Moving mailboxes from Courier/Maildir to DirectAdmin/dovecot/Maildir

I have an old mail server running Postfix and courier-imap. We want to split our customers off onto their old server, preferably something with a pretty pointy-clicky interface so that they can manage their own accounts. (Yes, people do still buy email service these days.)

The old server runs FreeBSD, postfix, and courier-imap. The new server runs FreeBSD 9.2 with DirectAdmin. DirectAdmin is a canned package that puts a customer-friendly front end on a whole bunch of standard Unix software. (Why FreeBSD? ZFS. When my customers fill up the hard disk, I can just “zfs send” the whole machine to bigger disk.)

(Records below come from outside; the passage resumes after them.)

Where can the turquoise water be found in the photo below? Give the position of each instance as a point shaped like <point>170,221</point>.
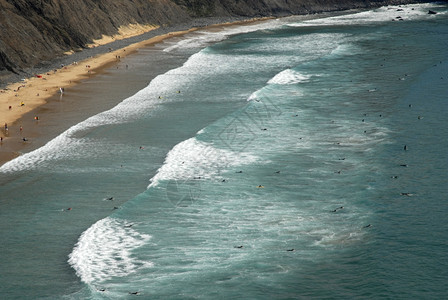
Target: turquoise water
<point>271,164</point>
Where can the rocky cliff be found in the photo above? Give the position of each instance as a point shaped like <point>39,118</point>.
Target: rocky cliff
<point>32,31</point>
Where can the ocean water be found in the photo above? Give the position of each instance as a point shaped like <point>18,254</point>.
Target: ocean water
<point>290,159</point>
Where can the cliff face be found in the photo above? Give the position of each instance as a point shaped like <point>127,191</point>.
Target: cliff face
<point>32,31</point>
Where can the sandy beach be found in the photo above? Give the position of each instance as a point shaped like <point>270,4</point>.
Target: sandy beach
<point>38,108</point>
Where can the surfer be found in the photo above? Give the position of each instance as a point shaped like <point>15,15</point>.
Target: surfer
<point>134,293</point>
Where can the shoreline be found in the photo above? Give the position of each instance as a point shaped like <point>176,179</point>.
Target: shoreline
<point>27,106</point>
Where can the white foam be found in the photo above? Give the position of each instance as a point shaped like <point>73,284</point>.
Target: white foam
<point>382,14</point>
<point>105,250</point>
<point>289,76</point>
<point>199,39</point>
<point>193,159</point>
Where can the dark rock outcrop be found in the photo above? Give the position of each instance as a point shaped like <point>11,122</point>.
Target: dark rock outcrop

The good news is, both my old server and the new one use Maildir. The bad news is, they’re arranged slightly differently and have somewhat different file formats. Tools exist to do 80% of the migration for you, but my setup has a few edges.

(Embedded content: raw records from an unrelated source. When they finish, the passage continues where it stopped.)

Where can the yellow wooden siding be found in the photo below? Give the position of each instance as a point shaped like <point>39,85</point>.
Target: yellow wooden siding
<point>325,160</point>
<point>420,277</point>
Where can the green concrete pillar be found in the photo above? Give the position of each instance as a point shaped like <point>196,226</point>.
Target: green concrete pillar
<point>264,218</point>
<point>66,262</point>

I suspect that nobody else has my exact legacy setup, and my readers don’t care about this level of detail. I also suspect that the migration project will last weeks and I will completely forget how I did it in between individual customer migrations, so I’m writing this anyway. But maybe someone else can learn something from it, even if it’s just “man, I would never hire this Lucas character.”

Create your email domain and all the user accounts in DirectAdmin. I don’t know any way to migrate encrypted virtual user passwords from Postfix into DirectAdmin, so I’ll need to create new passwords for the users. That’s not uncommon for a packaged mail server migration, so my users will live with it. This is a tedious point-and-click operation, but point-and-click is the point of DirectAdmin, so give the job to a minion and get it done.

But how to transparently migrate the mailboxes from the Courier server to Dovecot?

On the old server, the mailboxes are in /disk2/mail/vhosts/domainname/account/. On DirectAdmin, the mailboxes are in /home/userid/imap/domain/account/Maildir/. I can tar up the old accounts and drag the whole directory over to the new server, but I need to massage the directories so that they’re arranged properly.

Courier and Dovecot both use files to store mailbox state information. IMAP state is important. Without it, users will re-download every single message. I don’t care about the bandwidth or the disk I/O this will cause, but the users will complain. Complaints lead to meetings, and meetings lead to the Dark Side. There’s a script to convert from one to the other. Dovecot also has good migration documentation, I recommend you read that before doing your own migration.

The file ownership needs correcting. DirectAdmin creates user accounts for each customer (more or less), and that account needs to own the email files for the various domains.

So, what am I willing to do manually?

I will manually tar up the domain’s mail directory, copy it to the destination server, and untar it in /home/userid/imap/domain/. And I’m willing to provide the username that should own the files. I’m sure both of these could be automated, but I don’t have enough accounts to migrate to do this correctly.

I’m not willing to move files around or run migration scripts. Because these are things that human beings mess up.

There’s ways to do this in shell scripts, but I’m using Perl. Because while my Perl makes small children cry, my shell scripts feature in rituals praising Nyarlathotep.

So, the script:

#!/usr/bin/perl
#migrate from old mail server to new
#run from domain directory
#Takes one argument, the username expected to own the files when done.

unless ($ARGV[0]) {
die "\nNeed a username to own files!\n\n";
}

opendir (USERS, ".") || die "Cannot open current directory";

foreach $user (readdir (USERS)) {

next if ($user =~ /^\.{1,2}$/);
print "Converting $user...\n";
mkdir ("$user/Maildir") || die "Cannot make Maildir";
opendir (USERDIR, "$user") || die "Cannot open user directory";
foreach $file (readdir (USERDIR)) {
next if ($file =~ /^\.{1,2}$|Maildir/);
print "Moving $user/$file\n";
rename ("$user/$file","$user/Maildir/$file")
|| die "Cannot move $file";
}
#next user
}
print "Now performing courier-dovecot migration...\n";
system ("courier-dovecot-migrate.pl --to-dovecot --recursive --convert");
print "Fixing ownership...\n";
system ("chown -R $ARGV[0]:mail .");

Is this pretty trivial? Yep. But the most error-prone part of any process is the part I do. The more of the migration the machine does, the fewer screw-ups in the migration.